The Summer Gold Awards acknowledge the research achievements of students who take part in the Summer Research scholarship programme. Students are invited to design a poster or create a video about their research in collaboration with their supervisor.

“I was very excited to get a placement in this scholarship because it aligned with my interests so perfectly,” he explains. “It was great being able to investigate this field and help create design ideas that might improve mental health facilities.”

This project, to investigate the effects of the built environment on mental health, was part of a collaboration with the University of Otago Wellington Medical School. The multidisciplinary three-year study draws on perspectives from social science, psychiatry, nursing, and architecture to understand the architectural design, therapeutic philosophy, and social regime of the modern acute mental health unit in New Zealand.

“The statistics on mental health problems in this generation alone are staggering,” says Tim. “Everyone knows somebody that is touched in some way by mental health issues, whether this is friends or family diagnosed with clinical depression, or something that is so serious that it constitutes them moving to a facility for some time. And this is what the scholarship was about, adapting and improving the design of current mental health facilities so that it could improve the lives of its residents.”

The acute mental health ward is the modern equivalent of the old mental asylum but little is known about factors informing its design and use, or the underpinning philosophy of care on which these facilities are based. Tim was tasked with investigating the role of outdoor spaces, particularly courtyards, in mental health and wellbeing.

“I took a nature-based design approach and found four key areas to research further: design typology, smoking, activity, and materiality. These points became the drivers for the project, and I used them to better my designs.”

Tim was supervised during his project by Jaqueline McIntosh from the School of Architecture and Dr Gabrielle Jenkin from the University of Otago.

“Jacqueline supervised the architectural analysis and was a major help with report writing, structure, and composition. Gabrielle had collected the data and gave us her expertise from her case studies and observations in four mental health wards which helped me interpret the data. These two are the reason I won the award, I could not have done it without them.”

“We were thrilled to see Tim’s important contribution be recognised with an award, he did an outstanding job and was a delight to work with.
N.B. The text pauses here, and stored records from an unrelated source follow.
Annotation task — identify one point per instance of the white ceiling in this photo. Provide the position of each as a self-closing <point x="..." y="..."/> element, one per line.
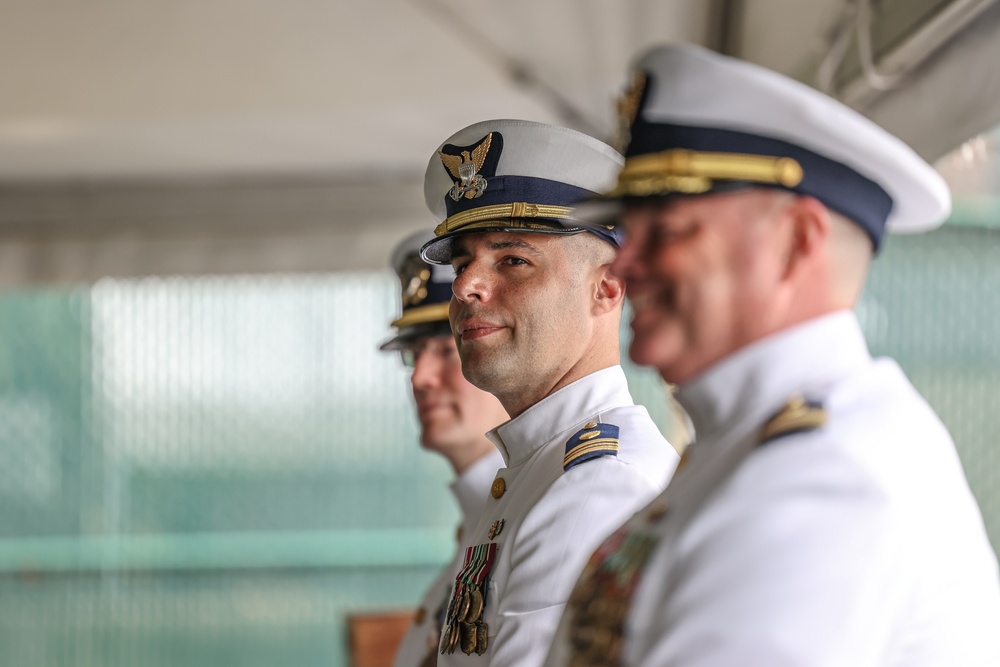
<point x="265" y="135"/>
<point x="124" y="89"/>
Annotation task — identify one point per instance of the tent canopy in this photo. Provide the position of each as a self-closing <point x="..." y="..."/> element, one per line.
<point x="230" y="136"/>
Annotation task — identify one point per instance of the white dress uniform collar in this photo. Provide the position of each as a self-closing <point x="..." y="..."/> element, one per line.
<point x="522" y="436"/>
<point x="746" y="388"/>
<point x="471" y="487"/>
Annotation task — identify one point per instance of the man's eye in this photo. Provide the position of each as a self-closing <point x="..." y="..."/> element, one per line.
<point x="662" y="234"/>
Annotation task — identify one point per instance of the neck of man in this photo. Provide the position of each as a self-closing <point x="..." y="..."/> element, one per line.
<point x="522" y="396"/>
<point x="462" y="458"/>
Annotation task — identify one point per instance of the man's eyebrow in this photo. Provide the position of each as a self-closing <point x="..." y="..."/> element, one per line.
<point x="516" y="244"/>
<point x="459" y="250"/>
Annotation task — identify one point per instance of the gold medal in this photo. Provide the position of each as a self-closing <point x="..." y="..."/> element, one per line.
<point x="475" y="606"/>
<point x="482" y="637"/>
<point x="463" y="606"/>
<point x="468" y="634"/>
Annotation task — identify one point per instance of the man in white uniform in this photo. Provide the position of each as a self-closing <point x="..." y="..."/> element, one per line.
<point x="454" y="417"/>
<point x="821" y="517"/>
<point x="536" y="314"/>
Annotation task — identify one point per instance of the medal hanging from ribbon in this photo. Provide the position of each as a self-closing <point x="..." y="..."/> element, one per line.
<point x="464" y="626"/>
<point x="600" y="601"/>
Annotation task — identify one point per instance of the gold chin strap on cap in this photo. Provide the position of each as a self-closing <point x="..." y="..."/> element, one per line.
<point x="435" y="312"/>
<point x="501" y="213"/>
<point x="691" y="172"/>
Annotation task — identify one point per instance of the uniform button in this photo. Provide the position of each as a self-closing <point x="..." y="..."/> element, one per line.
<point x="657" y="511"/>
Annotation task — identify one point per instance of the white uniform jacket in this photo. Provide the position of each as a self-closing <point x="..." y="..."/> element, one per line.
<point x="545" y="521"/>
<point x="471" y="489"/>
<point x="852" y="542"/>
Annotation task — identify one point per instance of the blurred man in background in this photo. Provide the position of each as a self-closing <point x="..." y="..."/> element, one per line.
<point x="536" y="315"/>
<point x="454" y="417"/>
<point x="821" y="516"/>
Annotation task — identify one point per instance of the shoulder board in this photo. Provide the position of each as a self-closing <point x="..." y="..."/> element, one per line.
<point x="592" y="441"/>
<point x="797" y="416"/>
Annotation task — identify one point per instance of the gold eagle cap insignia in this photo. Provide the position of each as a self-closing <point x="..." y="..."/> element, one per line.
<point x="414" y="277"/>
<point x="628" y="108"/>
<point x="465" y="168"/>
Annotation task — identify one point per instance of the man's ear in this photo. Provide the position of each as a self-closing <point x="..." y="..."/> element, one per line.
<point x="810" y="231"/>
<point x="609" y="290"/>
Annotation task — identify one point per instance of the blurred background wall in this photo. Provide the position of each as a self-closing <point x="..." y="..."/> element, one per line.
<point x="203" y="458"/>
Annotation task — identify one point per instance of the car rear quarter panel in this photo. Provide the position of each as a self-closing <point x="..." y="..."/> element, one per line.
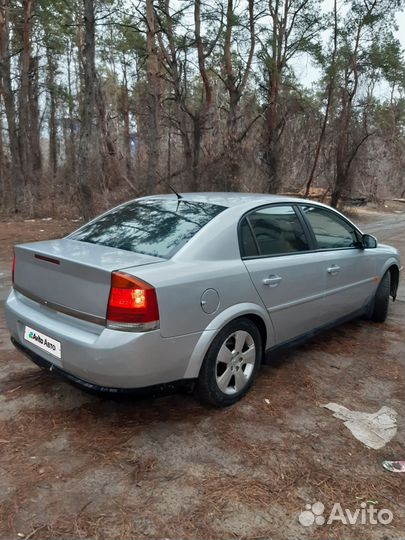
<point x="180" y="286"/>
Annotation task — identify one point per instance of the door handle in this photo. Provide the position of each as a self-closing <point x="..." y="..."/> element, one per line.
<point x="334" y="269"/>
<point x="272" y="280"/>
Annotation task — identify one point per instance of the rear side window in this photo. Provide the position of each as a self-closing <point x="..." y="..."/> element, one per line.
<point x="157" y="227"/>
<point x="248" y="243"/>
<point x="277" y="230"/>
<point x="331" y="231"/>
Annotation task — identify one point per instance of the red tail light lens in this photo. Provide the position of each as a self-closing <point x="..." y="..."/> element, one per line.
<point x="132" y="302"/>
<point x="13" y="270"/>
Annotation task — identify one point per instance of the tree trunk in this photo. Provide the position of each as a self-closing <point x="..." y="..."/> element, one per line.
<point x="152" y="100"/>
<point x="25" y="131"/>
<point x="9" y="106"/>
<point x="87" y="112"/>
<point x="53" y="142"/>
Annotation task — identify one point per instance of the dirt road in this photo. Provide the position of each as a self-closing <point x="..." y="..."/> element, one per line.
<point x="79" y="466"/>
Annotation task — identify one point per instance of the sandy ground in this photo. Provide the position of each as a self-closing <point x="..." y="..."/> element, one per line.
<point x="74" y="465"/>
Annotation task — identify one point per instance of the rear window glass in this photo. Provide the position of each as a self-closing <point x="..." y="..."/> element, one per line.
<point x="153" y="227"/>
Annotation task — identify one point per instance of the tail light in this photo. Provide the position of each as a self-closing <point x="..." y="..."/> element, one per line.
<point x="13" y="270"/>
<point x="132" y="304"/>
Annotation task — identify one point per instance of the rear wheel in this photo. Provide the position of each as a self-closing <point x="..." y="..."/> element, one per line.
<point x="231" y="363"/>
<point x="382" y="298"/>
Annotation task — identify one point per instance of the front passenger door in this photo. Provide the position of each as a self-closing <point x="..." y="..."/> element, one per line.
<point x="276" y="251"/>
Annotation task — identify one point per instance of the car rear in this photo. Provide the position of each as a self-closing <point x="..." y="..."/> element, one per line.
<point x="77" y="304"/>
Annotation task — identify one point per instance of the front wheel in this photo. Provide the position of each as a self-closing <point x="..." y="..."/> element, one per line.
<point x="382" y="298"/>
<point x="231" y="363"/>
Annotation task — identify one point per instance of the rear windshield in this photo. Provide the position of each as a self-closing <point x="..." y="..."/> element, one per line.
<point x="154" y="227"/>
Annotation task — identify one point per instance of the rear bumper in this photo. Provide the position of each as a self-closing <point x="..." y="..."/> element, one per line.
<point x="95" y="356"/>
<point x="91" y="387"/>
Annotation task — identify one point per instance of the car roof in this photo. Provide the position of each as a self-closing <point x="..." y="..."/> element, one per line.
<point x="229" y="199"/>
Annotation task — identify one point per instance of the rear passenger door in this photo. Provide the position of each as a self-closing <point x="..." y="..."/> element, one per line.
<point x="276" y="249"/>
<point x="349" y="269"/>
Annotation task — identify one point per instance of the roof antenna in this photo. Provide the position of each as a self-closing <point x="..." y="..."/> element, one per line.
<point x="175" y="192"/>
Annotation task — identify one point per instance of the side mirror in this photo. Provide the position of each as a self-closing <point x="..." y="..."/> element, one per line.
<point x="369" y="241"/>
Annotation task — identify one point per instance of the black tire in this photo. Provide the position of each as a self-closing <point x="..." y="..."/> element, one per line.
<point x="207" y="386"/>
<point x="382" y="298"/>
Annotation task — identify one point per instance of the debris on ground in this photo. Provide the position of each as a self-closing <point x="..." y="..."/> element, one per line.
<point x="374" y="430"/>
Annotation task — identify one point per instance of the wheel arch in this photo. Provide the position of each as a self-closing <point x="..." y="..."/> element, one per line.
<point x="253" y="312"/>
<point x="394" y="271"/>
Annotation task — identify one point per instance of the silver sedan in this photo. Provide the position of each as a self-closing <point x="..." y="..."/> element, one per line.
<point x="193" y="288"/>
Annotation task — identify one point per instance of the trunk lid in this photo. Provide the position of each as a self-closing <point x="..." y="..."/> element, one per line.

The poster and his research will be shared with District Health Boards as well as the scholarly communities in both mental health and architecture,” says Jacqueline.
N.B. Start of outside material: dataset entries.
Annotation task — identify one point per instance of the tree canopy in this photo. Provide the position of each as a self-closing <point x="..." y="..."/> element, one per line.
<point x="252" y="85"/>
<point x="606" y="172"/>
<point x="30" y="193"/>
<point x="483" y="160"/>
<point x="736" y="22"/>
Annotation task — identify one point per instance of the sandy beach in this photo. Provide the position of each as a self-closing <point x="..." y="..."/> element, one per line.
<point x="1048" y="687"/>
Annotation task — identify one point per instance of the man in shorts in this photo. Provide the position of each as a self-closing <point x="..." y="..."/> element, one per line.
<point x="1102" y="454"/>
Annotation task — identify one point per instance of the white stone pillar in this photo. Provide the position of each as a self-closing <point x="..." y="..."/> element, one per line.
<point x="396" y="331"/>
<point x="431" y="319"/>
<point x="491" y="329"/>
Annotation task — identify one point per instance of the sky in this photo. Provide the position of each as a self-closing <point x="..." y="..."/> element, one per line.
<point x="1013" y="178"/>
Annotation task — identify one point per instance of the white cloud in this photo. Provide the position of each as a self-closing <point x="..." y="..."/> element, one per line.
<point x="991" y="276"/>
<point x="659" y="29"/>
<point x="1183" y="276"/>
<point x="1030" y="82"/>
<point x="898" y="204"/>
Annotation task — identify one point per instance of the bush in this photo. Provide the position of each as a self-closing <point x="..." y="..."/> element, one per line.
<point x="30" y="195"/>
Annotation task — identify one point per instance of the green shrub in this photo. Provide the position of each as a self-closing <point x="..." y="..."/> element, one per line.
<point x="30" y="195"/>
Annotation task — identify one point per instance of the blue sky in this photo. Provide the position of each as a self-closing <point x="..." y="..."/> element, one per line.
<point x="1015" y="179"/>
Winning the award was unexpected for Tim, but he’s looking forward to continuing research in this area.

“I would like to continue with this research and this type of design. It’s interesting as not many people think or even know about these facilities, meaning the residents are left on the fringes of our society. We have to do whatever we can to help them and that could mean designing these spaces in a way that is laid out in this research.”

The overall research, ‘Acute Mental Health Facility Design, the New Zealand Experience,’ is supported by the Marsden Fund Council from Government funding, managed by Royal Society Te Apārangi.